Rencontre. Le romancier français Laurent Gaudé s’empare du tremblement de terre à Haïti pour en faire «Danser les ombres», un roman à l’écriture régénérée et habitée.
Il y a une scène terrible et formidable dans le nouveau roman de Laurent Gaudé, 42 ans, Prix Goncourt 2004 précoce pour Le soleil des Scorta. On y voit une cohorte d’hommes, de femmes et d’enfants marcher lentement dans les rues de Port-au-Prince en ruine. Certains sont vivants, survivants du tremblement de terre qui vient de frapper l’île. D’autres sont morts, mais ne le savent pas encore, ne veulent pas le savoir et s’étonnent qu’on ne les regarde pas. Tous marchent ensemble vers le vaste cimetière de la ville. Au fur et à mesure que le cortège avance, les morts s’évanouissent dans la nuit, criant des adieux navrés, déchirants aux vivants.

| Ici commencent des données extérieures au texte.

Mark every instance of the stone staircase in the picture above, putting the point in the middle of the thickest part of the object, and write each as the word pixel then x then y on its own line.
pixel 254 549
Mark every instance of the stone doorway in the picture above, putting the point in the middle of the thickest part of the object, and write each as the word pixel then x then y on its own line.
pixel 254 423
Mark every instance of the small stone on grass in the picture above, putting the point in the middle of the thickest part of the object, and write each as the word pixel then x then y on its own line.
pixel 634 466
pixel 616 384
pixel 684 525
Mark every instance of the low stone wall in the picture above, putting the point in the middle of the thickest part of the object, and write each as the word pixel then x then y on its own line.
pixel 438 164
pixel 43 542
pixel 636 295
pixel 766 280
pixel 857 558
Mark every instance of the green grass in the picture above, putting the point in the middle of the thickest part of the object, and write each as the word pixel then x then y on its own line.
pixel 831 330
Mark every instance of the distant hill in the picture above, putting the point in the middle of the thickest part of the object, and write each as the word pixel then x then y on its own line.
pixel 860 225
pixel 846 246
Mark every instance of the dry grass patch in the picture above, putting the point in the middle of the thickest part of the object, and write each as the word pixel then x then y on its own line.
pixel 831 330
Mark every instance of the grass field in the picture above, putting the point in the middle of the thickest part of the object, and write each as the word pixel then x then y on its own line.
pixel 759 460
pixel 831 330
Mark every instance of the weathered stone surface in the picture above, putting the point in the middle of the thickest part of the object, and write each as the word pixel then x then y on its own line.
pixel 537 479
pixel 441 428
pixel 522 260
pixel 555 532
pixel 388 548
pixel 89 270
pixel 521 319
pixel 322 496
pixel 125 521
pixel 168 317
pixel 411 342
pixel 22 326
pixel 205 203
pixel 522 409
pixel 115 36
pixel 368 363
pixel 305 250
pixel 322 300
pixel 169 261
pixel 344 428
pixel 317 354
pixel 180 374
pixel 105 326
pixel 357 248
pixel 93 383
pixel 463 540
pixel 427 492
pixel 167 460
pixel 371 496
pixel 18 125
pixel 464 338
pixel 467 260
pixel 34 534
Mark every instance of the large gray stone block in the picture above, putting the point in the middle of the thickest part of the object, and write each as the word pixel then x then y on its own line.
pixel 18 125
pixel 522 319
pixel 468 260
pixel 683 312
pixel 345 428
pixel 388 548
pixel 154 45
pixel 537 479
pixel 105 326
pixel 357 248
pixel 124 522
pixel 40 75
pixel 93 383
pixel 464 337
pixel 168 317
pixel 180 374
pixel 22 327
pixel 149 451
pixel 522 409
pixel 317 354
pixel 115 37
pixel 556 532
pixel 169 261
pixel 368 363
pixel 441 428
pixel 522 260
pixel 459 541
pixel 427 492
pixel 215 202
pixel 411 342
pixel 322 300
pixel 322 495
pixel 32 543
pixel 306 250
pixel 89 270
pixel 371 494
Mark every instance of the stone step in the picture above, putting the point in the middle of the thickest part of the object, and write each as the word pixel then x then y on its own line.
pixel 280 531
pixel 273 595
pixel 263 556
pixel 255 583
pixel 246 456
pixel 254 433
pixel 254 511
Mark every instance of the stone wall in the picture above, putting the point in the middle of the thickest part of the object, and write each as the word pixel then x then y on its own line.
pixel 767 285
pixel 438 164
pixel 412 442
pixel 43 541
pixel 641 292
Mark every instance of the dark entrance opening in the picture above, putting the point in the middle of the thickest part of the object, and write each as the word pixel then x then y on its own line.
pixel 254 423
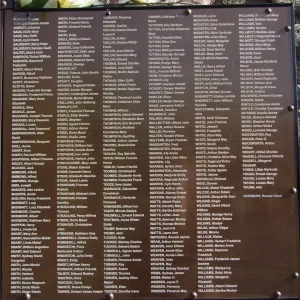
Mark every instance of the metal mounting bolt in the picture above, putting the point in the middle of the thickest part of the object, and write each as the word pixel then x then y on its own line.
pixel 268 11
pixel 110 296
pixel 188 11
pixel 277 294
pixel 287 28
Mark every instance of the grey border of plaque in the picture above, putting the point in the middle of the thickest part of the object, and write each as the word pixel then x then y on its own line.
pixel 10 6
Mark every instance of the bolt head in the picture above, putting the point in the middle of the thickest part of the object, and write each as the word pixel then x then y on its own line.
pixel 268 11
pixel 188 11
pixel 110 296
pixel 277 294
pixel 287 28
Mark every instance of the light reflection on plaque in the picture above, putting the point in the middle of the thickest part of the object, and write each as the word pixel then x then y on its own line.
pixel 149 153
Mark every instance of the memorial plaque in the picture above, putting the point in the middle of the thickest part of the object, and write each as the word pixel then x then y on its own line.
pixel 150 153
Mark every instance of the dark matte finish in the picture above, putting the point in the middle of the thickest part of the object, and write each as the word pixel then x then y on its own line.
pixel 153 153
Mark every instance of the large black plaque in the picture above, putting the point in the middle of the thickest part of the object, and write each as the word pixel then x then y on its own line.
pixel 149 153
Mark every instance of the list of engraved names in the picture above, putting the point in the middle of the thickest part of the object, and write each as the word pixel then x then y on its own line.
pixel 134 141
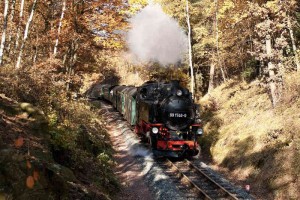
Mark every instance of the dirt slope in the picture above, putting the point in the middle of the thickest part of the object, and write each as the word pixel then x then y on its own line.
pixel 255 143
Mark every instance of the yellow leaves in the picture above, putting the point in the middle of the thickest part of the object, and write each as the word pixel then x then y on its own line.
pixel 30 182
pixel 273 6
pixel 19 142
pixel 226 6
pixel 28 164
pixel 36 175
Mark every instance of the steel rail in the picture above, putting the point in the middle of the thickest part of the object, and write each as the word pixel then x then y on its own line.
pixel 233 196
pixel 202 192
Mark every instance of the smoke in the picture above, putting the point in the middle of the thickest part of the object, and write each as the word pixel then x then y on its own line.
pixel 156 37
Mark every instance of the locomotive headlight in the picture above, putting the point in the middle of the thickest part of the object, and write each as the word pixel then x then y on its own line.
pixel 200 131
pixel 155 130
pixel 179 92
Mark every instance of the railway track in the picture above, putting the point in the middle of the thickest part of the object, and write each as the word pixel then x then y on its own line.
pixel 201 181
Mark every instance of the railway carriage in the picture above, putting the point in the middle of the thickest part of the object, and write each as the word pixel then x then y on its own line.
pixel 163 114
pixel 167 117
pixel 130 106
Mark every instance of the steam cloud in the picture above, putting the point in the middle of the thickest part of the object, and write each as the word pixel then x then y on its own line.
pixel 155 36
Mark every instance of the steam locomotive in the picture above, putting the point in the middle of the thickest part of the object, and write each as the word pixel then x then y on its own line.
pixel 163 114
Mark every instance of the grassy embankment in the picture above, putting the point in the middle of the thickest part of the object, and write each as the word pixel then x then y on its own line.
pixel 52 147
pixel 259 144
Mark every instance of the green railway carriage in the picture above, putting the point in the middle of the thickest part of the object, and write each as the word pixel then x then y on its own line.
pixel 107 90
pixel 130 105
pixel 115 95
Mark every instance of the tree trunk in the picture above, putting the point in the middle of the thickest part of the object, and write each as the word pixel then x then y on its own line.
pixel 293 43
pixel 26 34
pixel 59 27
pixel 4 31
pixel 19 24
pixel 211 77
pixel 12 16
pixel 190 48
pixel 272 76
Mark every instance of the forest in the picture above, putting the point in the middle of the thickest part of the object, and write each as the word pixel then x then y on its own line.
pixel 242 66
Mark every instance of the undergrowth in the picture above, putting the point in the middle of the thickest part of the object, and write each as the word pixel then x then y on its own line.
pixel 259 144
pixel 75 133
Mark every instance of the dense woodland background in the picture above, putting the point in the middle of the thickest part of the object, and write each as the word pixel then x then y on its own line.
pixel 245 60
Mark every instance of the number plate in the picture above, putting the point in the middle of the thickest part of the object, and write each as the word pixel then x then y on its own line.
pixel 178 115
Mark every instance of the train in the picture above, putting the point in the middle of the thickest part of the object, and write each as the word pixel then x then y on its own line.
pixel 162 114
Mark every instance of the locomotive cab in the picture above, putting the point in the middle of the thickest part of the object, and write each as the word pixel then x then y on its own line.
pixel 167 118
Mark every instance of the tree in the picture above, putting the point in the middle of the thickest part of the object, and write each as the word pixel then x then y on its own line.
pixel 3 38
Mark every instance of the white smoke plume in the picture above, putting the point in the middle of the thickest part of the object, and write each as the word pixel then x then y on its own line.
pixel 156 37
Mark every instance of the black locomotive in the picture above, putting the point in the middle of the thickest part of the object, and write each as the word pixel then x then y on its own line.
pixel 163 113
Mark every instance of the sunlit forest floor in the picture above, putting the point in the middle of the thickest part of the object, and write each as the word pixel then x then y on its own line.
pixel 54 147
pixel 256 144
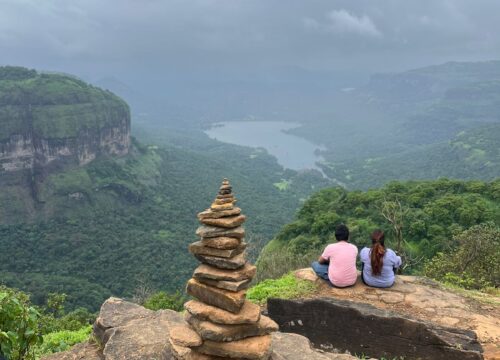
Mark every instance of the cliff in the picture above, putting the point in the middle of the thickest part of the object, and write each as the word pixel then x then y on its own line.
pixel 128 331
pixel 48 118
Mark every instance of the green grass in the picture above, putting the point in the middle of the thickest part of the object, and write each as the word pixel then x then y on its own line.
pixel 286 287
pixel 62 340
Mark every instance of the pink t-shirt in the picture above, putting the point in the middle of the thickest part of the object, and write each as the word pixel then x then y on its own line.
pixel 342 269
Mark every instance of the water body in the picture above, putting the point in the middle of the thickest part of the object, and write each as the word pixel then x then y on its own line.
pixel 292 152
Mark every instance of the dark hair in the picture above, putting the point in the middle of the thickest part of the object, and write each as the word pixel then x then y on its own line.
pixel 378 251
pixel 342 232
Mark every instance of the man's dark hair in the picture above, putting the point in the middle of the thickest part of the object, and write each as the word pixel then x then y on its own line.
pixel 341 232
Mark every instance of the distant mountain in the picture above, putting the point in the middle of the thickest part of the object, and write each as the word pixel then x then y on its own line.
pixel 88 211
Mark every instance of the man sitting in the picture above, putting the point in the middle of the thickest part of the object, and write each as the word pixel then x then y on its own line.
pixel 338 261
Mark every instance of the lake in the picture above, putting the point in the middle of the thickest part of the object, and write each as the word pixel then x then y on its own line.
pixel 292 152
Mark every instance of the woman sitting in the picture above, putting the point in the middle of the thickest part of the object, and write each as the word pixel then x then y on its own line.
pixel 378 263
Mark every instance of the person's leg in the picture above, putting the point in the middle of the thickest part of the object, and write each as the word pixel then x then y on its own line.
pixel 321 270
pixel 362 269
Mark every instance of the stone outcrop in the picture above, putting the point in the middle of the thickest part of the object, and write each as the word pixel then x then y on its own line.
pixel 413 302
pixel 228 325
pixel 126 331
pixel 364 329
pixel 45 125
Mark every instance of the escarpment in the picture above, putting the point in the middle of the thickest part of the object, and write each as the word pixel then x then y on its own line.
pixel 52 119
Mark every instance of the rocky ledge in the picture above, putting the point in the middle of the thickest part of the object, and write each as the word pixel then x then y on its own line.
pixel 127 331
pixel 416 318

Laurent Gaudé livre avec Danser les ombres son meilleur livre. Est-ce la rencontre avec une terre martyre, à la blessure encore béante après la catastrophe naturelle qui fit 300 000 morts en 2010? Ou le contact avec une langue française mâtinée de créole, sensuelle, sonore et poétique? Le fait est que le parfois trop sage, lisse et maîtrisé Laurent Gaudé ouvre ici les vannes et fait déborder sur les pages de son roman une émotion inédite, une folie bienvenue, un mystère douloureux et bordélique.
Coexistence des extrêmes
Il met les pieds pour la première fois à Haïti en 2013 et livre un reportage ému dans le Figaro Magazine. Son ami et collègue de la maison Actes Sud, l’écrivain haïtien Lyonel Trouillot, lui sert de guide. Port-au-Prince lui «saute au visage». «C’est une ville étourdissante, épuisante, inspirante. Une ville verticale où les extrêmes coexistent et qui vous bombarde de chocs visuels, de contrastes, de bruits, d’odeurs. Un jour, j’ai vu un crâne humain au bord de l’eau, à côté de gamins en train de jouer, les pieds dans les immondices. Personne ne s’en préoccupait. De quoi remettre en question nos principes occidentaux.»
Il y retourne en janvier 2014. Mais, dès 2010 et les scènes dantesques de la terre qui tremble, il savait qu’il écrirait sur l’île dévastée. Il est comme ça, Laurent Gaudé. Les catastrophes naturelles l’attirent, le fascinent. En 2010, il livrait avec Ouragan une peinture saisissante des heures et des jours post-Katrina, l’ouragan qui a dévasté la Louisiane en 2005. «Dans ces situations, les personnages se retrouvent seuls, nus, dépouillés de tout, mais paradoxalement ils vivent quelque chose de collectif fondamental. La vie de milliers d’hommes et de femmes s’écroule en un seul instant. Ce sont des images fortes, spectaculaires, mais c’est aussi une métaphore de notre vie. Ces moments de bascule nous arrivent à tous. Des ruptures, des deuils, des cassures qui nous font penser que notre monde s’écroule. Mais ils font partie de la vie et nous portent ailleurs, nous poussent à nous remettre en question.»
Sur place, il a la confirmation de son obsession pour les rapports entre les vivants et les morts, traitée dans La porte des enfers ou La mort du roi Tsongor. «J’ai trouvé dans la culture vaudoue matière à aller beaucoup plus loin encore. Port-au-Prince est une ville-cimetière. Des milliers de corps resteront pour toujours sous les ruines. Mais les habitants savent pourtant qu’il faut couper le fil entre les morts et les vivants pour permettre à ces derniers de vivre.»
Pour Danser les ombres, Laurent Gaudé invente une nouvelle langue, tire son style vers un foisonnement jamais atteint en vingt ans de romans. Pour raconter l’histoire de Lucine, Antonine, Saul, Tess et Lily, l’histoire de celles qui élèvent les enfants des autres, survivent au jour le jour ou meurent de maladie malgré leur belle maison, de ceux qui tiennent des bordels ou conduisent des taxis, pour raconter la vengeance, le pardon, la renaissance, le malheur, la vie et la mort, pour dire, page 128, la terre qui engloutit ses propres enfants, ses phrases se font chant, fleuve, vent chaud, lyrisme et ferveur, douleur et fraternité. Au français se mêle l’oralité populaire du créole sans une once de folklore. «Lorsqu’on est écrivain, certains auteurs vous inhibent. D’autres vous donnent envie d’écrire. C’est le cas d’un Lyonel Trouillot. Je me sens chez moi dans ses livres.» Peut-être Laurent Gaudé a-t-il trouvé une patrie non seulement de cœur mais d’écriture.